I tried to compress the frame as per the diagram you included in your reply but it doesn't alter the measurements. Even loosening all the screws and trying to compress didn't work. The frame flexes a little but doesn't shift. I guess this is due to the 2 150mm screws in each rail.
Unless you or anyone else here has any other ideas, I think, other than pulling it all apart and trimming the uneven rail ends my only option at this point is to carry on as is, putting the diagonal braces in before attaching the palings and hanging the gate to the post.
One way to bring the frame to square is to add a timber shim at the top rail and centre rail. If you measure all three horizontal rails, you'll see that they are not the same size. Technically you could cut the rails again so that they will line up, however, this now has the effect of reducing the original width of the frame. The consequence of a smaller frame means that the gap at the gate is now bigger.
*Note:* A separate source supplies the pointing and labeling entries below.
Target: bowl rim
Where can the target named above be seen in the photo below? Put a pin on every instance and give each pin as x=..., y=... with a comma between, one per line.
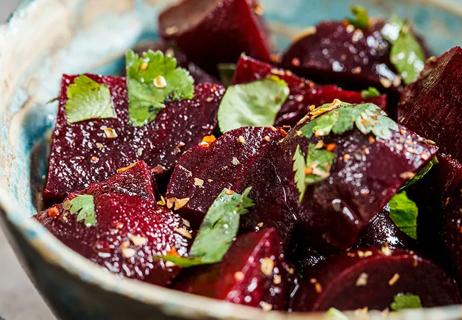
x=169, y=301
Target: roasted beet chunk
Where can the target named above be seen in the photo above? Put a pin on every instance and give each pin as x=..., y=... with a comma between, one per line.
x=205, y=170
x=303, y=93
x=199, y=75
x=253, y=272
x=216, y=31
x=432, y=106
x=383, y=232
x=338, y=52
x=372, y=278
x=91, y=151
x=452, y=236
x=128, y=231
x=348, y=176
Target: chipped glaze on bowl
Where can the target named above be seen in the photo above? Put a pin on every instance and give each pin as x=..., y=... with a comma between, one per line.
x=46, y=38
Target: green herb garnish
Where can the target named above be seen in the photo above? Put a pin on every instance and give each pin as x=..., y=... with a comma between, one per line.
x=314, y=169
x=360, y=17
x=370, y=93
x=406, y=53
x=218, y=230
x=340, y=117
x=403, y=301
x=83, y=206
x=226, y=72
x=252, y=104
x=404, y=213
x=422, y=173
x=88, y=99
x=152, y=79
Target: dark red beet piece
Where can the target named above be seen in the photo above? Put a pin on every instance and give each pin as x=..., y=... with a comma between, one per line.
x=130, y=230
x=367, y=172
x=383, y=232
x=432, y=106
x=340, y=53
x=82, y=153
x=205, y=170
x=371, y=278
x=253, y=272
x=199, y=75
x=303, y=93
x=216, y=31
x=452, y=235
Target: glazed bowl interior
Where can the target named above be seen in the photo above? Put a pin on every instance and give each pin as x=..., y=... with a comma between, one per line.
x=46, y=38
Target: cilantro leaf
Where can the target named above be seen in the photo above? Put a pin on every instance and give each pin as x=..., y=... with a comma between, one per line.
x=226, y=72
x=335, y=314
x=299, y=170
x=314, y=169
x=370, y=93
x=152, y=79
x=422, y=173
x=217, y=231
x=403, y=301
x=88, y=99
x=406, y=53
x=360, y=17
x=366, y=117
x=83, y=206
x=252, y=104
x=404, y=213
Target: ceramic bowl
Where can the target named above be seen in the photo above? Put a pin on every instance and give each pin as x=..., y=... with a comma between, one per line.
x=46, y=38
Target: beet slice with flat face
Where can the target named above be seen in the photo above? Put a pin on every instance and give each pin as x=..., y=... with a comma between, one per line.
x=432, y=106
x=216, y=31
x=383, y=232
x=92, y=151
x=199, y=75
x=253, y=272
x=130, y=231
x=338, y=52
x=205, y=170
x=372, y=278
x=303, y=93
x=365, y=174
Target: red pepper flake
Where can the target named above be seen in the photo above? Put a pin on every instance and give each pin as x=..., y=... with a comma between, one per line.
x=53, y=212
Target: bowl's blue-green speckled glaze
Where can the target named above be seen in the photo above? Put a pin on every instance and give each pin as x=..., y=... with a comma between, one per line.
x=46, y=38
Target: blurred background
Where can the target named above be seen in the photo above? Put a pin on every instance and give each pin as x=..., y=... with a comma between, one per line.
x=18, y=298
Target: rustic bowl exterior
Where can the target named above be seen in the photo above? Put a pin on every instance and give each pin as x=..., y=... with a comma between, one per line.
x=46, y=38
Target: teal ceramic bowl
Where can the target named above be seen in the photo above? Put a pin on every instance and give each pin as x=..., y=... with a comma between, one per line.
x=46, y=38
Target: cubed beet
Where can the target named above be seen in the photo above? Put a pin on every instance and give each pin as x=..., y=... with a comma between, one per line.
x=216, y=31
x=303, y=93
x=338, y=52
x=130, y=231
x=205, y=170
x=253, y=272
x=82, y=153
x=372, y=278
x=432, y=106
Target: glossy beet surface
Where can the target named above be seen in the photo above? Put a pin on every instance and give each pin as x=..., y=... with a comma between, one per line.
x=303, y=93
x=82, y=153
x=199, y=75
x=253, y=272
x=382, y=231
x=216, y=31
x=432, y=106
x=205, y=170
x=130, y=230
x=338, y=52
x=371, y=278
x=366, y=173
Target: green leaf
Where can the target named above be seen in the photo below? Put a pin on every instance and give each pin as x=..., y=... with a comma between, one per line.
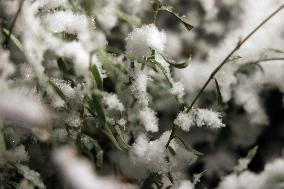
x=14, y=39
x=30, y=175
x=220, y=98
x=152, y=61
x=131, y=19
x=97, y=76
x=181, y=65
x=179, y=18
x=90, y=143
x=189, y=148
x=65, y=65
x=58, y=90
x=95, y=108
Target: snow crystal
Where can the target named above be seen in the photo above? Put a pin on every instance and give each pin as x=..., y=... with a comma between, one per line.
x=139, y=87
x=113, y=103
x=141, y=40
x=199, y=117
x=149, y=119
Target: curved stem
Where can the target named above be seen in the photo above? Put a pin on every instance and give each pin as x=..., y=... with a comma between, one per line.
x=215, y=71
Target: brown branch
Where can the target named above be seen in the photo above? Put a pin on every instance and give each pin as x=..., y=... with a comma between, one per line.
x=215, y=71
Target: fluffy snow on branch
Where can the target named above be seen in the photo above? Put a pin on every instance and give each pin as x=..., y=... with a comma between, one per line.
x=199, y=117
x=149, y=119
x=65, y=21
x=139, y=87
x=142, y=40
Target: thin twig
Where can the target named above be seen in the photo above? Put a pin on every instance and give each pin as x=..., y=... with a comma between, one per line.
x=7, y=40
x=215, y=71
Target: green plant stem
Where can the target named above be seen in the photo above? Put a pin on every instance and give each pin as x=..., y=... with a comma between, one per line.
x=215, y=71
x=7, y=40
x=155, y=16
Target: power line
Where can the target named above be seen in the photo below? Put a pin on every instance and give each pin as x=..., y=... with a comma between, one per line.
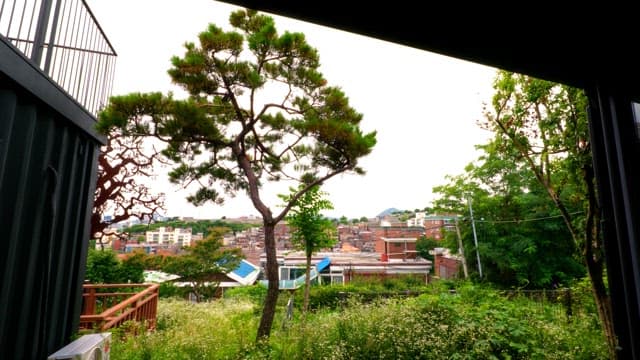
x=527, y=220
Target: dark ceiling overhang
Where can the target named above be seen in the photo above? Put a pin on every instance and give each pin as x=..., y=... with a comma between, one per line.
x=581, y=46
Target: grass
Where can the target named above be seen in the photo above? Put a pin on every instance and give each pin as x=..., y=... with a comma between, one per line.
x=472, y=323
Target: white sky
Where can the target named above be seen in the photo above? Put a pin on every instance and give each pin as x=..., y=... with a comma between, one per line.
x=423, y=105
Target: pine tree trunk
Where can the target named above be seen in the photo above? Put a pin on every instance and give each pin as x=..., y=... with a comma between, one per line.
x=595, y=260
x=270, y=302
x=603, y=303
x=307, y=285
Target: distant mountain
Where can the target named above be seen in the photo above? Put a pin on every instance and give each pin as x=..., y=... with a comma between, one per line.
x=389, y=211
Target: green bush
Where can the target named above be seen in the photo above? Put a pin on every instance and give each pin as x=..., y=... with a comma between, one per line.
x=472, y=322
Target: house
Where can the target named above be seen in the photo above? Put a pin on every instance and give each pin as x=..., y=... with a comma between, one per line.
x=339, y=267
x=445, y=264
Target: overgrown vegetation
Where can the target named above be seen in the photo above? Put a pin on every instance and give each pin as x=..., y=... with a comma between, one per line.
x=471, y=322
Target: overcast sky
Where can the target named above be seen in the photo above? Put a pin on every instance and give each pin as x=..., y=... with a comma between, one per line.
x=423, y=105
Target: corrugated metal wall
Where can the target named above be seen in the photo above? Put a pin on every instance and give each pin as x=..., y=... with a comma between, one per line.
x=48, y=163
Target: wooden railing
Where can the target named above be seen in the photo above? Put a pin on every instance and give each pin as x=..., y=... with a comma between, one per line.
x=102, y=310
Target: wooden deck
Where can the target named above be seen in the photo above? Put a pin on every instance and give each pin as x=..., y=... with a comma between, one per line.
x=107, y=306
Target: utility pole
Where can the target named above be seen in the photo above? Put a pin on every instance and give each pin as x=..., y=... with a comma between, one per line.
x=475, y=237
x=461, y=251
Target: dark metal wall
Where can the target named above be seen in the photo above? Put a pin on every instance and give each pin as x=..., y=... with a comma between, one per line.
x=616, y=150
x=48, y=163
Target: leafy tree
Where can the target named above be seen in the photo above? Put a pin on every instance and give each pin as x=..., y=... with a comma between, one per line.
x=102, y=267
x=122, y=161
x=132, y=268
x=230, y=136
x=521, y=238
x=203, y=264
x=544, y=125
x=310, y=230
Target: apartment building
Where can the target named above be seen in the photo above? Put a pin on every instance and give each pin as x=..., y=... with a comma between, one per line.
x=171, y=236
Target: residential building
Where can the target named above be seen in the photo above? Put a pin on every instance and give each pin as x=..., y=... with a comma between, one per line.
x=170, y=236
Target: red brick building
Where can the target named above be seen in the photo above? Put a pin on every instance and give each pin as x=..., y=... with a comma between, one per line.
x=445, y=265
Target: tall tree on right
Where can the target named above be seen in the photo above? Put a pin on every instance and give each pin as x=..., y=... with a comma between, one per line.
x=544, y=126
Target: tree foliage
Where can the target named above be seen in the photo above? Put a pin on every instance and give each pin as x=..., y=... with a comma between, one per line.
x=258, y=111
x=310, y=230
x=203, y=263
x=119, y=192
x=540, y=145
x=103, y=267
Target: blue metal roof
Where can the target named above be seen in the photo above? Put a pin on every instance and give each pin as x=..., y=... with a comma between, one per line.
x=244, y=269
x=323, y=264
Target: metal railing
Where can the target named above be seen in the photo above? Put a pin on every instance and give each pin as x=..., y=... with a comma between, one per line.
x=64, y=39
x=105, y=310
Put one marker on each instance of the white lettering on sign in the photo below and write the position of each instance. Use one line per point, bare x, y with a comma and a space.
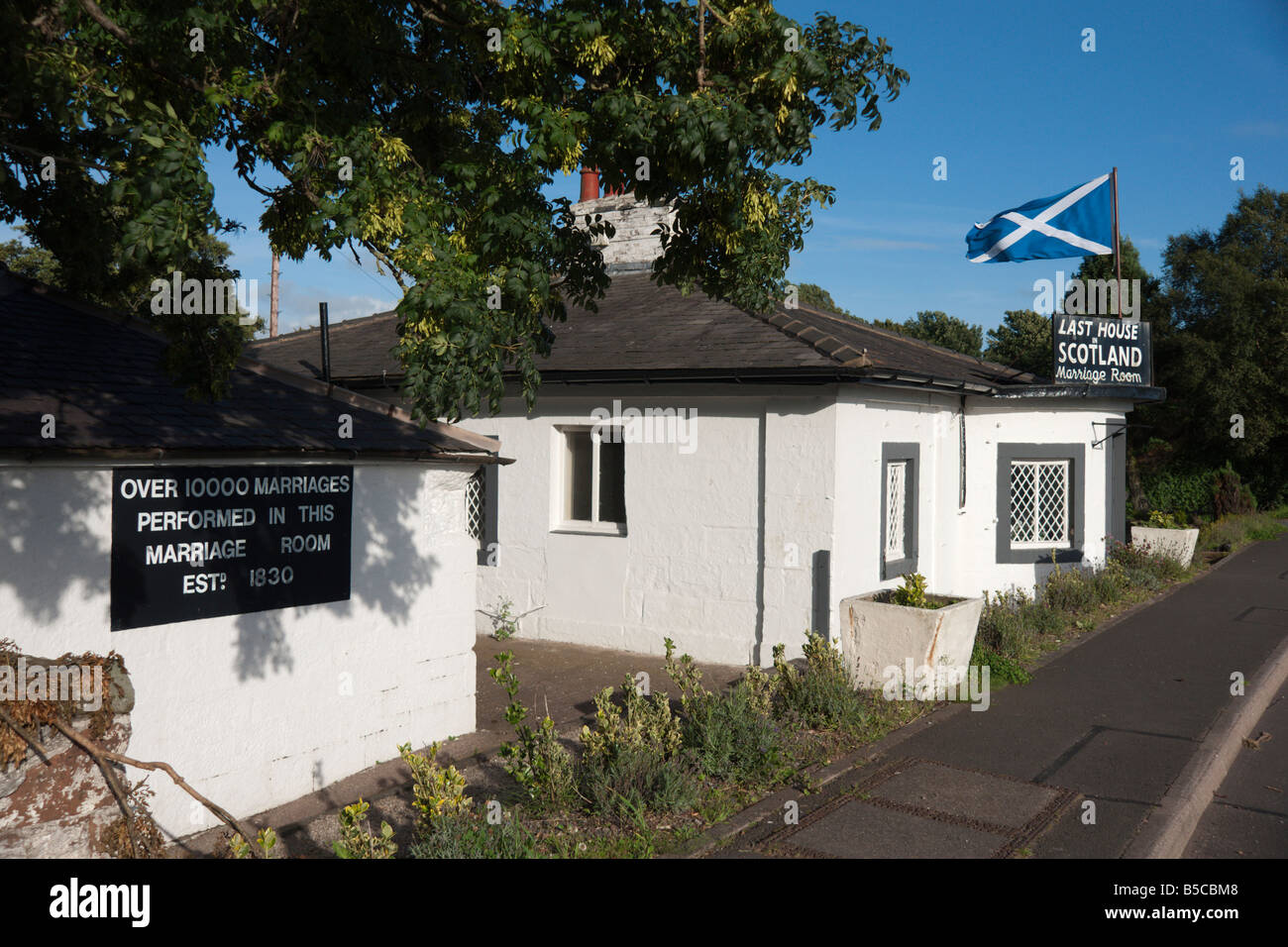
313, 543
201, 582
194, 553
267, 486
160, 521
156, 487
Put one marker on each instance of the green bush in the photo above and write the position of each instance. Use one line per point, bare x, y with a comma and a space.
537, 761
1229, 495
357, 841
472, 836
820, 696
1000, 668
1184, 491
733, 738
638, 779
912, 591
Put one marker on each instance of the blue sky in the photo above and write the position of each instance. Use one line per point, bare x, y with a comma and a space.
1005, 93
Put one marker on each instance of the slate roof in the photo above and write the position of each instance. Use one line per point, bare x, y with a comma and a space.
98, 373
643, 330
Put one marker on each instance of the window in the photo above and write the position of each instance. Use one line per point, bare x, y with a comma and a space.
898, 509
476, 506
1039, 502
592, 479
897, 497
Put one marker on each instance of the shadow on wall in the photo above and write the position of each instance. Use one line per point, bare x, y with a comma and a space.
48, 538
386, 575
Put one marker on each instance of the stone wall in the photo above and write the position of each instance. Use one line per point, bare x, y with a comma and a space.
55, 806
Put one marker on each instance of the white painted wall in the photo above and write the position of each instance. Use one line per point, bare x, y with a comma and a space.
252, 709
690, 566
725, 577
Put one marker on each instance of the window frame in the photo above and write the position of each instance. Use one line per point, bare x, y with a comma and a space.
559, 474
910, 454
1074, 502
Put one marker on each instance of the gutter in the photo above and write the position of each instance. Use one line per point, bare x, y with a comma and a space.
153, 455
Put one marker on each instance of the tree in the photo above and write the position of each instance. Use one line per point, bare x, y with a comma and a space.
814, 295
1021, 342
424, 134
30, 262
1225, 351
940, 329
1102, 266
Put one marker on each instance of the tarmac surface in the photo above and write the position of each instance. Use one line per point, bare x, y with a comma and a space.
1070, 766
1074, 763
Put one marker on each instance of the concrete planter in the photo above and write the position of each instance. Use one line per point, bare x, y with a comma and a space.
876, 635
1175, 544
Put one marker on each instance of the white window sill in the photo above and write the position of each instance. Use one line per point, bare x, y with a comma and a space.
590, 528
Another method is to remove the short rails and cut new ones to the same size as the correct one. I've placed a sample sketch below to give you an idea of how to square the frame. Please note that the measurements used are for example only.
My number one reminder is to find out which rails are to be repaired and which one stays behind.
Please make sure to wear your gloves and safety goggles when working on your timber gate.
If you have any other questions we can help with, please let us know.
I'll double check the rails and see what's going on with their lengths. I have a few offcuts that might be the right length should I need to replace any.
SUCCESS!... well, sort of. After measuring the lengths of each rail I noticed the bottom rail was cut on a slight angle (1-2mm). I took this rail off (undoing the screws on each side) and sanded the uneven end with 80 grit sand paper and a sanding block to keep it nice and flat.
I then reattached the bottom rail, doing the screws up tight and then tightened up the screws on the other rails to close some of the gaps caused by the uneven bottom rail.
This was enough to pull the frame within 2-3mm of square.
Final diagonal measurements were;
- Diagonal 1: 1947 (originally 1942)
- Diagonal 2: 1950 (unchanged)
Thanks again to @MitchellMc and @EricL for your suggestions. This goes to show the importance of straight cuts. Next thing to do is to get my mitre saw looked at to square up the blade (It's an old Ryobi I inherited from my step dad) and ensure I get a nice, straight cut every time.
Here's a final pic of the gate built and hung. All that's left now is to paint it!
What a beauty, @TomG!
For the longest time, I couldn't work out why my inherited mitre saw wasn't cutting perfectly straight. If I cut long lengths in half, it would be fine, but when trimming short lengths, it would be out. It turns out the fence on the left-hand side must have received an impact and had bent slightly.
Well done, and many thanks for sharing your solution and finished project with us; it looks amazing.